Washington D.C.–(Newsfile Corp. – June 24, 2020) – The Securities and Exchange Commission today announced settled charges against broker-dealer SG Americas Securities LLC for failing to provide complete and accurate securities trading information known as “blue sheet data.” SG Americas agreed to pay a $1.55 million civil penalty to resolve the SEC’s charges and separately agreed to pay $1.55 million to the Financial Industry Regulatory Authority (FINRA) to resolve parallel charges.
According to the SEC’s order, for more than five years, SG Americas made numerous deficient blue sheet submissions containing missing or inaccurate data, largely due to undetected coding errors. The order finds that SG Americas submitted missing or incorrect data for approximately 27.6 million transactions and had inadequate processes designed to validate the accuracy of its submissions. Broker-dealers are required to provide trade data, which the SEC uses to carry out its enforcement and regulatory obligations, including investigations of insider trading and other fraudulent activity.

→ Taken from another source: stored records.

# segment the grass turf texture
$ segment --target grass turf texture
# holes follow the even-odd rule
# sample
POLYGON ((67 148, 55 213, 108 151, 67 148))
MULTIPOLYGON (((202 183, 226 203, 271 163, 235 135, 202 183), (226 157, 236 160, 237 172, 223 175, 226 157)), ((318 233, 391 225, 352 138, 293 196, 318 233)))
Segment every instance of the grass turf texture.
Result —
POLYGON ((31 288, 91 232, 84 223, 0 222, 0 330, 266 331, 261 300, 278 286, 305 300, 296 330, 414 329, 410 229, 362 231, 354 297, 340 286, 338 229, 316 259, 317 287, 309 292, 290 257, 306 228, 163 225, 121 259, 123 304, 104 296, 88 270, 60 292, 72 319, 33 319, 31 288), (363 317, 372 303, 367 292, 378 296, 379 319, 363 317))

“Broker-dealers must ensure that the trade data they provide to the SEC is complete and accurate,” said Kelly L. Gibson, Director of the SEC’s Philadelphia Regional Office. “Failure to do so hinders our ability to carry out our mission to protect investors.”
The SEC’s order finds that SG Americas willfully violated the broker-dealer books and records and reporting provisions of the federal securities laws. The firm admitted the findings in the SEC’s cease and desist order and agreed to be censured and to pay a $1.55 million penalty. The SEC’s order also finds that SG Americas engaged in remedial efforts to address the cause of its deficient submissions, including retaining an outside consultant and adopting new policies and procedures for processing blue sheet requests.
The SEC’s investigation was conducted by Han Nguyen, Rachael Clarke, and Scott A. Thompson of the Market Abuse Unit. The investigation was supervised by Ms. Gibson and Joseph G. Sansone, Chief of the SEC’s Market Abuse Unit. The SEC appreciates the assistance of FINRA.